Inside, two boys bled in the sawdust and dirt at the feet of a nigger woman holding a blood-soaked

child to her chest with one hand and an infant by the heels in the other. She did not look at them; she

simply swung the baby toward the wall planks, missed and tried to connect a second time, when out of

nowhere—in the ticking time the men spent staring at what there was to stare at—the old nigger boy, still

mewing, ran through the door behind them and snatched the baby from the arch of its mother's swing.

Right off it was clear, to schoolteacher especially, that there was nothing there to claim. The three

(now four-because she'd had the one coming when she cut) pickaninnies they had hoped were alive and

well enough to take back to Kentucky, take back and raise properly to do the work Sweet Home

desperately needed, were not. Two were lying open-eyed in sawdust; a third pumped blood down the dress

of the main one—the woman schoolteacher bragged about, the one he said made fine ink, damn good

soup, pressed his collars the way he liked besides having at least ten breeding years left. But now she'd

gone wild, due to the mishandling of the nephew who'd overbeat her and made her cut and run.

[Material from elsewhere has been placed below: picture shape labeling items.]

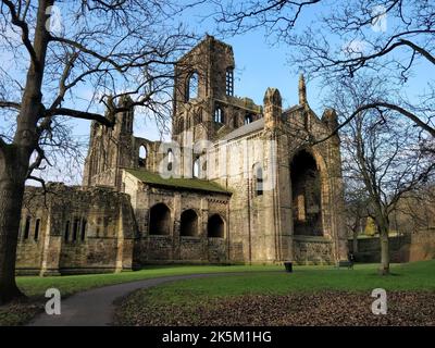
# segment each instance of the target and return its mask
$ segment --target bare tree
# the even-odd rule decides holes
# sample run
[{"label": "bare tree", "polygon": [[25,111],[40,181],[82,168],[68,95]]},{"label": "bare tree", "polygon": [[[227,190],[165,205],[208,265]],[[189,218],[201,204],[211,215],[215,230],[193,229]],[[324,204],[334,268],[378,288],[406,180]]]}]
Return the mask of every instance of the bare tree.
[{"label": "bare tree", "polygon": [[[395,76],[395,84],[406,88],[419,65],[435,67],[435,3],[430,0],[215,2],[215,18],[226,34],[265,29],[273,44],[290,47],[291,66],[311,76],[340,79],[371,71]],[[365,110],[394,110],[434,137],[434,87],[428,80],[413,98],[380,96],[344,123]]]},{"label": "bare tree", "polygon": [[0,302],[22,296],[14,272],[25,182],[44,184],[34,171],[76,148],[65,120],[112,127],[125,96],[162,122],[169,115],[173,63],[191,46],[174,20],[182,10],[170,0],[1,1]]},{"label": "bare tree", "polygon": [[348,236],[352,238],[353,252],[358,252],[358,236],[369,216],[369,201],[364,186],[358,181],[347,178],[345,182],[345,223]]},{"label": "bare tree", "polygon": [[[348,120],[361,104],[383,95],[384,82],[385,78],[368,76],[336,82],[333,86],[336,95],[331,100],[339,117]],[[374,109],[359,112],[343,128],[340,138],[344,176],[365,189],[366,213],[373,217],[380,233],[380,272],[388,274],[391,213],[403,195],[433,179],[434,158],[422,150],[422,137],[413,124],[397,117],[394,111]]]}]

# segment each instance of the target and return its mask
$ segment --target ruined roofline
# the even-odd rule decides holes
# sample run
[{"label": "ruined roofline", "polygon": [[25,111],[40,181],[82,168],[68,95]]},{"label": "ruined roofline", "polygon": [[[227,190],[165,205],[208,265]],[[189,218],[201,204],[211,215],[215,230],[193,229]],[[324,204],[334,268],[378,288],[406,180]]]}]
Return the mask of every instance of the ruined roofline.
[{"label": "ruined roofline", "polygon": [[144,184],[148,184],[151,186],[159,186],[159,187],[171,187],[173,189],[181,189],[181,190],[198,190],[198,191],[208,191],[214,194],[223,194],[231,196],[232,192],[227,189],[221,187],[221,185],[212,182],[212,181],[204,181],[199,179],[196,177],[187,178],[187,177],[171,177],[171,178],[163,178],[158,173],[151,173],[145,170],[132,170],[125,169],[125,172],[136,177],[138,181],[142,182]]},{"label": "ruined roofline", "polygon": [[219,46],[226,48],[233,51],[233,47],[224,41],[217,40],[214,36],[206,34],[204,38],[199,41],[196,46],[194,46],[189,51],[187,51],[182,58],[178,59],[176,64],[184,63],[185,60],[189,59],[192,54],[195,54],[198,50],[200,50],[204,46],[211,45],[211,42],[217,44]]}]

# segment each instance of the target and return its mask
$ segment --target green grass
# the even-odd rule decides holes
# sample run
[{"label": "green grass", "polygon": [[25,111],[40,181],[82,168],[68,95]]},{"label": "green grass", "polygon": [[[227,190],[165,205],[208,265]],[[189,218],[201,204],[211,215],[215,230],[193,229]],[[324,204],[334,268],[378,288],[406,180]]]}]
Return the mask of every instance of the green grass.
[{"label": "green grass", "polygon": [[[70,276],[18,276],[18,287],[30,300],[0,308],[0,325],[16,325],[28,321],[38,312],[46,290],[60,289],[62,297],[95,287],[127,283],[153,277],[219,273],[249,272],[240,275],[217,275],[209,278],[186,279],[161,285],[139,294],[153,303],[192,304],[203,299],[245,294],[288,294],[289,291],[349,290],[363,291],[382,287],[389,290],[435,291],[435,260],[391,266],[393,274],[380,276],[377,264],[357,264],[355,270],[333,266],[295,266],[289,274],[277,265],[161,265],[137,272],[89,274]],[[281,272],[263,272],[281,271]],[[39,307],[37,307],[39,306]]]},{"label": "green grass", "polygon": [[435,260],[391,265],[391,275],[377,274],[377,264],[357,264],[353,270],[296,266],[291,274],[265,272],[240,276],[220,275],[187,279],[144,290],[149,301],[191,304],[201,299],[247,294],[285,295],[290,291],[386,290],[435,291]]},{"label": "green grass", "polygon": [[252,272],[282,270],[277,265],[156,265],[136,272],[86,274],[67,276],[18,276],[18,287],[29,297],[42,297],[50,287],[58,288],[62,296],[69,296],[90,288],[112,284],[135,282],[170,275],[215,272]]}]

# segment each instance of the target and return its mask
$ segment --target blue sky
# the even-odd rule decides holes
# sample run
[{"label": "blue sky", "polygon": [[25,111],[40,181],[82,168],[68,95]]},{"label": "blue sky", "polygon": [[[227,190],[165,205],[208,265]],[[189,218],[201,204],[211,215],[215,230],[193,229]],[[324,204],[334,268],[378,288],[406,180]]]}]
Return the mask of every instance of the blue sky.
[{"label": "blue sky", "polygon": [[[302,12],[298,20],[297,28],[306,27],[310,23],[316,23],[316,18],[322,14],[322,11],[331,12],[326,5],[316,7],[316,11]],[[322,11],[319,11],[322,10]],[[200,36],[206,33],[223,39],[225,42],[233,46],[235,62],[236,62],[236,80],[235,95],[238,97],[249,97],[258,104],[262,104],[263,96],[268,87],[278,88],[283,97],[283,107],[290,107],[298,102],[298,69],[288,64],[288,54],[293,48],[286,45],[271,46],[266,42],[264,30],[258,29],[248,34],[238,35],[235,37],[222,38],[216,30],[215,23],[212,18],[204,20],[203,15],[210,13],[211,8],[203,5],[194,8],[189,12],[184,13],[174,21],[182,21],[188,25],[194,32]],[[393,24],[393,23],[389,23]],[[388,25],[388,30],[393,25]],[[372,33],[373,34],[373,33]],[[331,37],[333,42],[336,38]],[[400,53],[399,53],[400,57]],[[411,97],[417,92],[421,92],[433,77],[430,71],[433,70],[427,63],[418,62],[414,69],[414,74],[409,80],[406,92]],[[405,91],[405,89],[403,89]],[[318,82],[307,82],[308,101],[311,108],[321,115],[323,112],[322,99],[325,97],[325,91],[321,90]],[[76,95],[79,95],[84,100],[90,98],[90,91],[85,87],[77,89]],[[83,105],[85,105],[85,101]],[[80,105],[76,105],[80,107]],[[75,136],[84,141],[87,140],[89,134],[90,122],[87,121],[71,121],[72,129]],[[141,115],[136,116],[135,135],[145,137],[151,140],[161,138],[157,125],[152,120],[147,120]],[[166,135],[163,139],[169,139]],[[79,182],[79,178],[77,179]]]}]

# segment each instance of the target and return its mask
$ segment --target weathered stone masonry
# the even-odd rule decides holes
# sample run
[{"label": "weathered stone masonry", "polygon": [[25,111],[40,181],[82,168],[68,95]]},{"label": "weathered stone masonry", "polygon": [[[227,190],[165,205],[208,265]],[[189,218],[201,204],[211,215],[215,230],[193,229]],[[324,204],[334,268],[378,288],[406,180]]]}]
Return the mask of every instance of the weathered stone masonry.
[{"label": "weathered stone masonry", "polygon": [[[346,258],[337,125],[303,77],[283,110],[234,96],[231,46],[208,36],[175,66],[172,142],[133,134],[128,111],[90,127],[83,186],[28,187],[21,273],[114,272],[147,263],[331,263]],[[164,178],[160,173],[170,173]]]}]

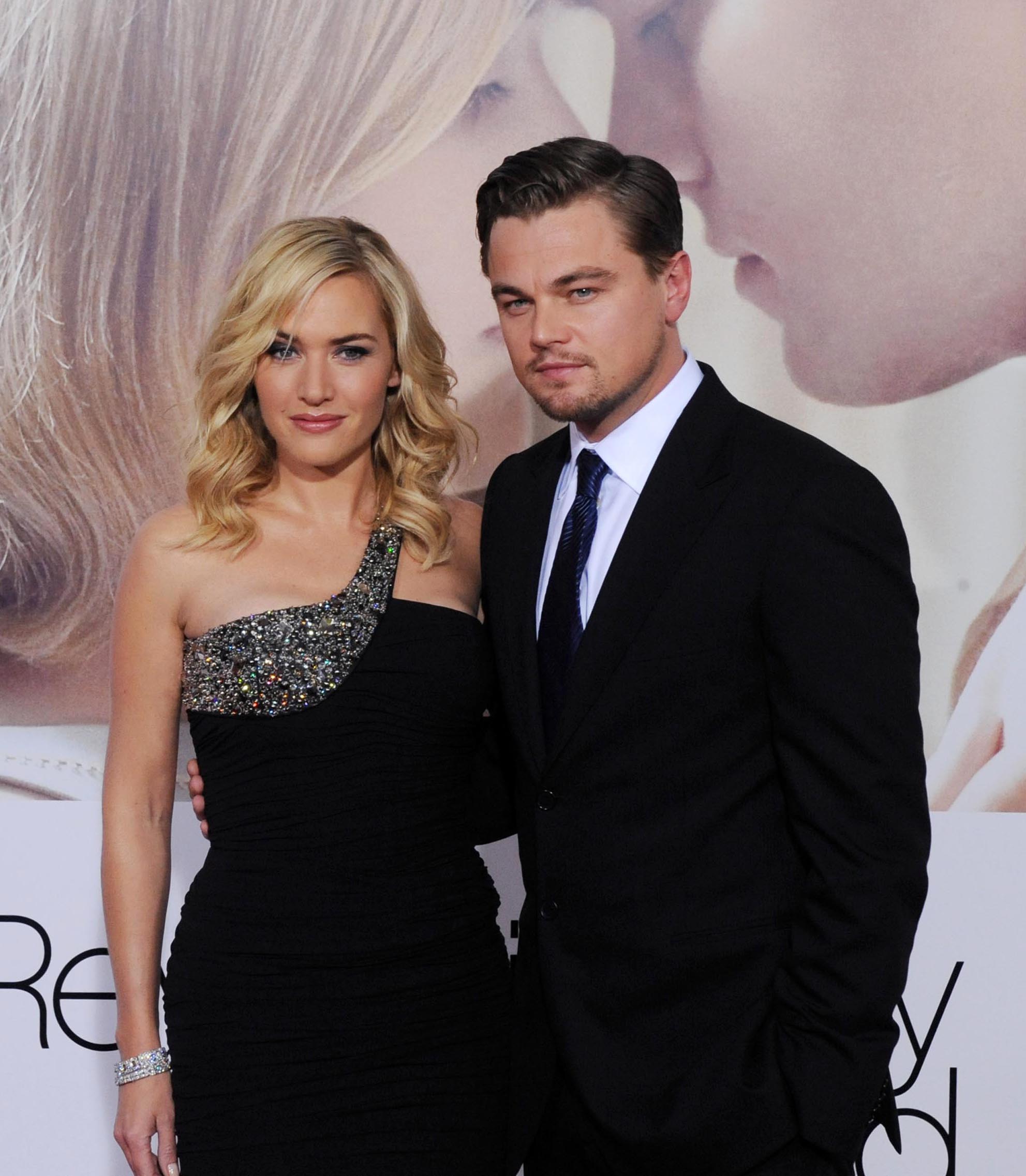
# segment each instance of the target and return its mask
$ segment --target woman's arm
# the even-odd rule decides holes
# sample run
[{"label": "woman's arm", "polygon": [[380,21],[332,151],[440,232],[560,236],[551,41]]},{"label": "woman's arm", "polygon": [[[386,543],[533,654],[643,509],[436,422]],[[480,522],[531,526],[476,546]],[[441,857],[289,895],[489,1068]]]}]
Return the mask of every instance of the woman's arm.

Schoolteacher had chastised that nephew, telling him to think—just think—what would his own horse do

if you beat it beyond the point of education. Or Chipper, or Samson. Suppose you beat the hounds past

that point thataway. Never again could you trust them in the woods or anywhere else. You'd be feeding

them maybe, holding out a piece of rabbit in your hand, and the animal would revert—bite your hand

clean off. So he punished that nephew by not letting him come on the hunt. Made him stay there, feed

stock, feed himself, feed Lillian, tend crops. See how he liked it; see what happened when you overbeat

creatures God had given you the responsibility of—the trouble it was, and the loss. The whole lot was lost

now. Five. He could claim the baby struggling in the arms of the mewing old man, but who'd tend her?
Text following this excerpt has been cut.